Revoltingpheasants · 25/03/2026 18:37

Honestly, I wouldn’t be leaving my child with another parent for a whole day. I think that’s a lot to ask both them and their child - most play dates are a couple of hours. It puts the other parent in a potentially awkward situation of not wanting to say yes but wanting to keep relationships congenial so not quite knowing what to say!

What would you do then? If you can't rely on like minded parents as part of your village then who can you rely on?

In these circumstances you offer to help first and they repay the favour when you need them.

RocketLollyPolly · 25/03/2026 20:43

You could try the website Sitters for vetted babysitters.

Although I understand it’s difficult, you’re really going to need a support network. Start building your village.

sakura06 · 25/03/2026 20:48

Your school should allow you the day off unpaid if you ask? They would surely allow you to stay home if your child was sick.

It could also be worth approaching the primary school and explaining the situation. My daughter’s primary school out-of-hours provider now covers Inset days too as I think people were really struggling to cover the odd day here and there.

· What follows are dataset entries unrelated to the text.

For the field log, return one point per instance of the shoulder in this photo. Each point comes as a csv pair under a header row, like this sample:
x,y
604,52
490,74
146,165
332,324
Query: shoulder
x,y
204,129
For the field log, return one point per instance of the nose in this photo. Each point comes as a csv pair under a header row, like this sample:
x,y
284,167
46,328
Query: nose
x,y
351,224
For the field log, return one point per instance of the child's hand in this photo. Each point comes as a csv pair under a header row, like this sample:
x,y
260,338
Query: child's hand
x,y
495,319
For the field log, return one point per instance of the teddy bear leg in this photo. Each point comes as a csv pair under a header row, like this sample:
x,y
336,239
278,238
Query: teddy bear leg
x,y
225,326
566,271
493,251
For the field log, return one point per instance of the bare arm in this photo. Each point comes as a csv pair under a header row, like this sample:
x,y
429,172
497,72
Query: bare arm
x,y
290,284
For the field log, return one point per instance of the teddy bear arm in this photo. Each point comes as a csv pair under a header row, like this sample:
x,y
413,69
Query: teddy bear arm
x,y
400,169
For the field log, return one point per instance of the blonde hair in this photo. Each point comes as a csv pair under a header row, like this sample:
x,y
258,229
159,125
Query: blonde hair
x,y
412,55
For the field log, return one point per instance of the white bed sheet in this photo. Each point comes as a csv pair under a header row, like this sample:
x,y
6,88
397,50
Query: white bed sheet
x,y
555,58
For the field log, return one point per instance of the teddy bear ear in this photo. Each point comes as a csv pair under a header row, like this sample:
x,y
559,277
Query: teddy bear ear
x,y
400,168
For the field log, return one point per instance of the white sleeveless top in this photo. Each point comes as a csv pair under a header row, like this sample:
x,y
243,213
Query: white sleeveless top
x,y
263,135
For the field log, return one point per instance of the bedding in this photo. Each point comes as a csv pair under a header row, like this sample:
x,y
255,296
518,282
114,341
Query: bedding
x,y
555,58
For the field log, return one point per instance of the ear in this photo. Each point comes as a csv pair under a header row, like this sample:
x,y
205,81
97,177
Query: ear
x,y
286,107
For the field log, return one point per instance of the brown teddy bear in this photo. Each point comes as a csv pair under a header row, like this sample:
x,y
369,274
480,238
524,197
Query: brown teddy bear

Hobbitfeet32 · 25/03/2026 21:00

@Perfect28my experience is that people make it work by using all the ideas that have been suggested to you on this thread.
genuinely interested in what you feel a suitable solution would be. I appreciate it’s challenging to make friends but perhaps you could use some of the strategies that enable you to stand in front of a class of children to help build relationships with the parents of your child’s friends. Having a small group of parents that you can call upon in times of need is worth its weight in gold.